Stick to your own neighborhood when possible or scope out a quiet area to reduce the chances of encountering other pedestrians.
It’s also best to avoid letting people pet your dog, nor should you pet someone else’s. There is no evidence to suggest that dogs can pass the virus to humans, but these interactions reduce your ability to staying socially distanced from people.
It’s also a great opportunity to work on good walking behaviours. If your dog is not great at loose leash walking, then check out How to stop Your Dog from Pulling on Leash.
2. Go for a bike ride
If your dog is a runner, then it might be time to try out bike riding with your dog. Bike attachments, like the Sherpa Cycleash, can be used to safely clip your dog to your bike, allowing him to go for a run while you take a leisurely bike ride. This is great for high energy breeds who are used to the free-roaming nature of the dog park.
Bike attachments take some time to get used to, so start with short rides in familiar areas until your dog is confidently keeping up with you.
3. Go for a drive
If your dog loves the car, then taking them for a short drive can be a great way to keep them entertained and allow them to satisfy the need to explore.
Find a good car harness for your dog. If they are safely secured in their seat, then you can crack the window a bit, letting them take in the sights, sounds, and smells of the neighborhood.
This activity shouldn’t be combined with running errands. It’s never safe to leave your dog in the car, especially since the weather is warming up. Check out this temperature to see how quickly the temp can rise in your car:
4. Backyard games
There’s no better social distance-friendly way to enjoy the outdoors than from the comfort of your own backyard. There are tons of games that can be played in your backyard, like fetch.

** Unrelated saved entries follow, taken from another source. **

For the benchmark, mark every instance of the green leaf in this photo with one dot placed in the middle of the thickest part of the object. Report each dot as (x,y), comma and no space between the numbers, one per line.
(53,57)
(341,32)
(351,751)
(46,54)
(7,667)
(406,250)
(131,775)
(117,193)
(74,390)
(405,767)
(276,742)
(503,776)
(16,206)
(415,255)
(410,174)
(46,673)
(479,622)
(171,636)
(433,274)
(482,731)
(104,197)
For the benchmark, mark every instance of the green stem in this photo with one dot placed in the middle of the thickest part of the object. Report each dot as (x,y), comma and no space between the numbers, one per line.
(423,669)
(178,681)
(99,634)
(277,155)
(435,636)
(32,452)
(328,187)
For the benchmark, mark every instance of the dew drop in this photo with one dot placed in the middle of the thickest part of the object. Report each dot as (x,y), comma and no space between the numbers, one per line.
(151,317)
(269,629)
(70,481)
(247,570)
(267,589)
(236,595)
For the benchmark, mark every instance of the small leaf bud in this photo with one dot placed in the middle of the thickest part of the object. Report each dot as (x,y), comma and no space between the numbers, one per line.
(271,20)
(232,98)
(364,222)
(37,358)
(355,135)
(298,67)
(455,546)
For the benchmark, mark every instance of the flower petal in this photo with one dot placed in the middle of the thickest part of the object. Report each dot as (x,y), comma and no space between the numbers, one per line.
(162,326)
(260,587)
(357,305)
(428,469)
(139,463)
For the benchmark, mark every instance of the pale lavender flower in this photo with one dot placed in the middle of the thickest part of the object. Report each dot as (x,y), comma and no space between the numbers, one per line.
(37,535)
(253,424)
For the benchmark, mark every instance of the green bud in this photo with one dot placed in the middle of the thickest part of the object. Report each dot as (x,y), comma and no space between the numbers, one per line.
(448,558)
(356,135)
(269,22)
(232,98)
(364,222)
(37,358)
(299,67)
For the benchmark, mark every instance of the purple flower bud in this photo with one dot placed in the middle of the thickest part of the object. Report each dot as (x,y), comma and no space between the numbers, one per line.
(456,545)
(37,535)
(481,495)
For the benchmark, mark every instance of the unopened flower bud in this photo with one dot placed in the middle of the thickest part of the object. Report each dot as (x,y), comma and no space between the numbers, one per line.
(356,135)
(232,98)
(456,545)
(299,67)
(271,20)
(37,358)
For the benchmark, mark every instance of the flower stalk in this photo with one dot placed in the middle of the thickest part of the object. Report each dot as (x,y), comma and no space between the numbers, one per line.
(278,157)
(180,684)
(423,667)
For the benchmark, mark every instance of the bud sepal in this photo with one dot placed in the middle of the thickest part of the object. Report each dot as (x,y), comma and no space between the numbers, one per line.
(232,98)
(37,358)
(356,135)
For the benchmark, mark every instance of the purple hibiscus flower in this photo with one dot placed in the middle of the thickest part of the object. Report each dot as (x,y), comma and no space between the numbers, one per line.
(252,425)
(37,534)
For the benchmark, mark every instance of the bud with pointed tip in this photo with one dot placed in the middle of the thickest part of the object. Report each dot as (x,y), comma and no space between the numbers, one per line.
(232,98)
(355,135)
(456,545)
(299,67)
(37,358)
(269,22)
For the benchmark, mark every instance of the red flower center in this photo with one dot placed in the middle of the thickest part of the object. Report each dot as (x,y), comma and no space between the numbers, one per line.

Even if your yard isn’t very large, you can still help your dog work up a sweat. If fetch doesn’t work with the space you have, then consider other games. Scent detection or even DIY obstacle courses can be made with minimal effort.
Even moving your basic training session to the yard can make them more exciting and more challenging. The change of scenery can be just enough for make old simple tricks more fun.
5. Indoor games
Don’t have a backyard? Don’t worry, there are plenty of indoor exercise opportunities to keep your pooch in shape.
Check out Bored Dogs: Symptoms & Solutions for Dog Boredom to keep your dog from building anxious or destructive habits while stuck at home. These tips can be especially helpful if you are working from home and find your dog is taking this time to demand more of your attention.
When it’s time to go back to work, lots of dogs will start developing some separation issues. They quickly got used to you being home all day, so these boredom tips will come in handy when it’s time to go back to work.
Take Care of Yourself
Keep in mind that dogs can easily pick up emotional changes in us. The best way to care for your dog is to care for yourself. If Covid chaos is stressing you out, your dog might start feeling that stress too.
Finding healthy and productive activities, with and without your dog is a great way to help you take a step back from the news and struggles of today, and tomorrow for that matter. Exercise, snuggling up on the couch for a movie night, or meditating can help you stay calm, which will help to sooth your pet as well.